著者は、1961年生まれ、岐阜県出身。『さよならドビュッシー』にて第8回「このミステリーがすごい!」大賞で大賞を受賞し、2010年に作家デビュー。作品が映画化されたものに、『さよならドビュッシー』、『ドクター・デスの遺産‐BLACK FILE‐』、『護られなかった者たちへ』があります。
本書は、伝説的映画監督の大森が撮る新作「災厄の季節」の映画製作にまつわるミステリーです。若き助監督・宮藤映一も現場に臨みますが、軽薄なプロデューサーや批判を繰り返す外部団体など周囲には難敵ばかりです。軋轢に抗いながらの映画作りが進む中、スタジオで予期せぬ事故が発生。暗雲立ち込める状況で、スタッフとキャストは完成をめざして奮闘するのでした。
本書には、いま話題になっている芸能界の「枕営業」とか、映画製作者による「キャスティングを餌にした女優への性加害」などのテーマも込められており、興味深く読みました。2012年に出版されたというから驚きです。

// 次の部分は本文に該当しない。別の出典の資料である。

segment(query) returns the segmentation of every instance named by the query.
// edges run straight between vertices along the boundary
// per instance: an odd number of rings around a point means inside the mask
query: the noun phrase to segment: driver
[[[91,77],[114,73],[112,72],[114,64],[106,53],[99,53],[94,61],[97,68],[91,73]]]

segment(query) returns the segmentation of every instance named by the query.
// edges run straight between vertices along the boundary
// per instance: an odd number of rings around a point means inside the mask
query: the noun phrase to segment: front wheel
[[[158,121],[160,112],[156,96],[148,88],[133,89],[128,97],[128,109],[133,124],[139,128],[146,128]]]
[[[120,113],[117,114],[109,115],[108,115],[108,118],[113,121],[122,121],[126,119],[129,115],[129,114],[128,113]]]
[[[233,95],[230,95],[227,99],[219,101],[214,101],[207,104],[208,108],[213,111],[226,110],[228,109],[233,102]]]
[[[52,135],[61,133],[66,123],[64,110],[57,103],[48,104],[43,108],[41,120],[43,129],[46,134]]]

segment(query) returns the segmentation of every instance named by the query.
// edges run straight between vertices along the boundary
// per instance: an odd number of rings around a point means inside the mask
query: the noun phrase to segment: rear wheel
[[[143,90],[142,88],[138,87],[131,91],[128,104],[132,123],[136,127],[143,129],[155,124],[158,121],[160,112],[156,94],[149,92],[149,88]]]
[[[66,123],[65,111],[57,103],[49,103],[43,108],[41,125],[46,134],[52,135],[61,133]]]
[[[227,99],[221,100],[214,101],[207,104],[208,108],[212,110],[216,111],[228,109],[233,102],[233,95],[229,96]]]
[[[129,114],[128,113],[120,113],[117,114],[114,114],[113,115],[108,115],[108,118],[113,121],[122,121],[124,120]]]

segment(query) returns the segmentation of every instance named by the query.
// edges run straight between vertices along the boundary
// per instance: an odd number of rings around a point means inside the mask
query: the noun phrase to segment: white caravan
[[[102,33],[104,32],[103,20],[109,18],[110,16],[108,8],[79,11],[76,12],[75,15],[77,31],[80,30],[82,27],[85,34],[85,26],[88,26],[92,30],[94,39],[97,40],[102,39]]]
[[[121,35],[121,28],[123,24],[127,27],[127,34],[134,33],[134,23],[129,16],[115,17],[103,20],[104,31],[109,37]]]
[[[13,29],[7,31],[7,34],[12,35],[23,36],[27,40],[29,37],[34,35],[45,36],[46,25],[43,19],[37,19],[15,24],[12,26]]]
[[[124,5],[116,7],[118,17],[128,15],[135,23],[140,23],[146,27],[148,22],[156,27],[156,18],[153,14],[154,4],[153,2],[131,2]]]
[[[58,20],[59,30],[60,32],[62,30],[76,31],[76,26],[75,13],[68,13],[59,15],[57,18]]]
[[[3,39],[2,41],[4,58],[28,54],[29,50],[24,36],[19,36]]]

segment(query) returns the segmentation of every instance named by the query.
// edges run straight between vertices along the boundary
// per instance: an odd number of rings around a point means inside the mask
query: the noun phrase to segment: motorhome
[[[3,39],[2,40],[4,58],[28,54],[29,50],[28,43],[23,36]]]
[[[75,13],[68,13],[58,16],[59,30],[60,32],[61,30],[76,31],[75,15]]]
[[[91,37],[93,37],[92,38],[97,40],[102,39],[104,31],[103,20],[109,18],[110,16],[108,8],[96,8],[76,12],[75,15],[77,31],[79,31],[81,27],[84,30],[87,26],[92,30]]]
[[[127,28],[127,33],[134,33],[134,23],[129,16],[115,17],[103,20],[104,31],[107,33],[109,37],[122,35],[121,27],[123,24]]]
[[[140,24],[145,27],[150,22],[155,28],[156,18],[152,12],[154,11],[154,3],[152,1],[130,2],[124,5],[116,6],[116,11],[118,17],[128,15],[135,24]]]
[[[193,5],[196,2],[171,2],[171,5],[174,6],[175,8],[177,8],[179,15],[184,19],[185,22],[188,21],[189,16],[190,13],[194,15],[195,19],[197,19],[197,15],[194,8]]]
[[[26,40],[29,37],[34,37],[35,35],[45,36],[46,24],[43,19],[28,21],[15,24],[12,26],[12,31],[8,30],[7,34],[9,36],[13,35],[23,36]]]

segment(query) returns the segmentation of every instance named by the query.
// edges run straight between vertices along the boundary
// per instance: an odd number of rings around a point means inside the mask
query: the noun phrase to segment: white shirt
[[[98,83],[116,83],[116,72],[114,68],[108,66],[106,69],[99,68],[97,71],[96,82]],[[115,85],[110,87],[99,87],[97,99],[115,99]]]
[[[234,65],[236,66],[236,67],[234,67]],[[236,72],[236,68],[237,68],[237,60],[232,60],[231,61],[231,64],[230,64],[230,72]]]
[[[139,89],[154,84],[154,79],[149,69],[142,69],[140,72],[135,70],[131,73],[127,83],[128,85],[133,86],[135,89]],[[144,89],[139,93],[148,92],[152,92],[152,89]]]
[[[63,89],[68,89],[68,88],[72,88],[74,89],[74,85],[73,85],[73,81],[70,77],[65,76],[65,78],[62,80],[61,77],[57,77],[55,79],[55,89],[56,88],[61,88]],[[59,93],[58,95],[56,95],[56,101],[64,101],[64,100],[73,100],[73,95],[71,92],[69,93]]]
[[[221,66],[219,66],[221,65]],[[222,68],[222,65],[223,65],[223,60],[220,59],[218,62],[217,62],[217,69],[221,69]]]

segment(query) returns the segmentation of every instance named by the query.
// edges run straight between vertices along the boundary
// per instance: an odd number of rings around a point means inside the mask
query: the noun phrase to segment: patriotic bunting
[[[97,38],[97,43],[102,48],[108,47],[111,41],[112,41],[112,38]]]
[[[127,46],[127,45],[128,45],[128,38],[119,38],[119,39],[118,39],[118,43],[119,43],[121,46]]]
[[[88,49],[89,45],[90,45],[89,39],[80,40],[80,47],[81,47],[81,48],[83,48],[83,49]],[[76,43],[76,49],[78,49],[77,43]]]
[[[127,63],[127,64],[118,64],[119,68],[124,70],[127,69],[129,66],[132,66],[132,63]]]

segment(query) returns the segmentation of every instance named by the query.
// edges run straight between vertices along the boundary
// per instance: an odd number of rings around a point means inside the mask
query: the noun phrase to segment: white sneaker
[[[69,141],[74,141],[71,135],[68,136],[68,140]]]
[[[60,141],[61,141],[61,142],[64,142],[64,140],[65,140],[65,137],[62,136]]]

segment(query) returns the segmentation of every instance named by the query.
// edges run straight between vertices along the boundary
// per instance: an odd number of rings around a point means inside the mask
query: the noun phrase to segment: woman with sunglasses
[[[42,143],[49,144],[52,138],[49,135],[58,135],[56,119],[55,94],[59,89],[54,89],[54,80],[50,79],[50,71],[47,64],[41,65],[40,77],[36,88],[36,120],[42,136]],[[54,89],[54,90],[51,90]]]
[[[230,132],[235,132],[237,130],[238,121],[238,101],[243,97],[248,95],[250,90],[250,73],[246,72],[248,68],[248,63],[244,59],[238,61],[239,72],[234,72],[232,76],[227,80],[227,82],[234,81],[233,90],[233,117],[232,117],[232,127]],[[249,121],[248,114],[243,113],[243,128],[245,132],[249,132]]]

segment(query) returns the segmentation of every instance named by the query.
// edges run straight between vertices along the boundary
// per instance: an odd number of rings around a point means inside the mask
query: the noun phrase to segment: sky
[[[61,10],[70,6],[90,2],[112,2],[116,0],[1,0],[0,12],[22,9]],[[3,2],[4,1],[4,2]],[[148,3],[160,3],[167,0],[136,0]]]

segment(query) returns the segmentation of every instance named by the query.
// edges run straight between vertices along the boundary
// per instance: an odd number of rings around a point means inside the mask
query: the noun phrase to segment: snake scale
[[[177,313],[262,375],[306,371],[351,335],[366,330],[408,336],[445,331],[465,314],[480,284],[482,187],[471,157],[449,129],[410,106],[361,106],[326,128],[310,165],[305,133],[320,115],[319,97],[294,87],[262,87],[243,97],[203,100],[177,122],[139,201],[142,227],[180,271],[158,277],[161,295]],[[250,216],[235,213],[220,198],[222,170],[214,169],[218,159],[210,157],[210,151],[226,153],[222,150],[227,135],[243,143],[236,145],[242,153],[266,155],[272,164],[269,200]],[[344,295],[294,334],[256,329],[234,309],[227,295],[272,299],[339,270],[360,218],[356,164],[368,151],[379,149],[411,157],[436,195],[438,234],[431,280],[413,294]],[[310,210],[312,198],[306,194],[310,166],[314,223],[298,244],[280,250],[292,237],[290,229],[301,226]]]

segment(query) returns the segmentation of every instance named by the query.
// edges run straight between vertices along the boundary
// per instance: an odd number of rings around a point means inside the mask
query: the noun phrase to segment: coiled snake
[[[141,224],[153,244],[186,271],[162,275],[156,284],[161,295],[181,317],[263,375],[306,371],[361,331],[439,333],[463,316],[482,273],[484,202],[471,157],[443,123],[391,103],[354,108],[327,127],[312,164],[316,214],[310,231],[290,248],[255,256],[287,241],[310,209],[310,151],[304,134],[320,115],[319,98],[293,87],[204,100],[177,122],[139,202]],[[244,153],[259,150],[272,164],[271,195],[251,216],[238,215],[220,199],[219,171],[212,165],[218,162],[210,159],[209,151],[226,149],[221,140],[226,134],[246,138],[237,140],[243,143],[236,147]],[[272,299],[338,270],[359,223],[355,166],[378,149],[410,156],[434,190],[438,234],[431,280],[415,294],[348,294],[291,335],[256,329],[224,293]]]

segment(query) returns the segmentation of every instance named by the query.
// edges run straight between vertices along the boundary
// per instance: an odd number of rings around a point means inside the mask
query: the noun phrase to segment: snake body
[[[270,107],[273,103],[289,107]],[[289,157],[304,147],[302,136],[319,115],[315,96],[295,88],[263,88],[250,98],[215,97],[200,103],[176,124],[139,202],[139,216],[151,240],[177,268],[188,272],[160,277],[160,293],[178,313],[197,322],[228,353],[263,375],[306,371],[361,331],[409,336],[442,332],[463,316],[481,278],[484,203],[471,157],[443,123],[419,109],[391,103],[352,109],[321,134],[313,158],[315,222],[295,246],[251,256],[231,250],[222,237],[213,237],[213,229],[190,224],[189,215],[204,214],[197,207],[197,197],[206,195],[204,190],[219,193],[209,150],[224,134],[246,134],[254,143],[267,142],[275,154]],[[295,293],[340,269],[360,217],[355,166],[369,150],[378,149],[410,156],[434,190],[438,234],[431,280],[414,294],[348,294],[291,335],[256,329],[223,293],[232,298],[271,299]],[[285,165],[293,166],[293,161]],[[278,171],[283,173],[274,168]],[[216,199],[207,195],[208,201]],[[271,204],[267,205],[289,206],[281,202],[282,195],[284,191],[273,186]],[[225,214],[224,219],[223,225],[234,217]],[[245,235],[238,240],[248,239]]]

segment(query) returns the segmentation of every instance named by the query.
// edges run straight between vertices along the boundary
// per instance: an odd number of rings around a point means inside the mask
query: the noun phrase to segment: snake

『スタート!』を読むと、ストーリー以外の部分でも映画についての蘊蓄が多く、勉強になります。たとえば、脚本について、「脚本は建物に喩えれば設計図だ。施工にどれだけアクセントをつけても出来上がる完成品は設計図から外観が変更することはなく、同様にどれだけ演出に心を砕いても脚本の世界観から大きく逸脱することもない、映画の出来は脚本七割といわれる所以だ」と書かれています。一方、キャスティングは映画の出来の二割を決めるそうです。なるほど。
監督の助監督の違いについても、「監督の仕事とは詰まるところ決定の連続だ。キャスティングに始まり、脚本、ロケ地、演技、カット、編集――その諸々について決定を下して1本の作品を完成させていく。だからこそ、その1つ1つの決定に責任がついて回る。一方その補佐役である助監督も激務ではあるが、責任がない。何がしかの失敗があったとしても監督の段階で是正されることがほとんどだからだ」と書かれています。
血なまぐさい殺人事件も起こりますが、この小説のラストシーンは、映画への愛情と信頼に満ちた感動的なものでした。これまで、本当にチョイ役ながら2本の映画に出演し、現在は製作準備中のグリーフケア映画の原案者として映画作りに関わっているわたしですが、本作を読んで、より一層、映画が好きになりました。何よりも本書の「映画愛」が強く訴えられているところに感銘を受けました。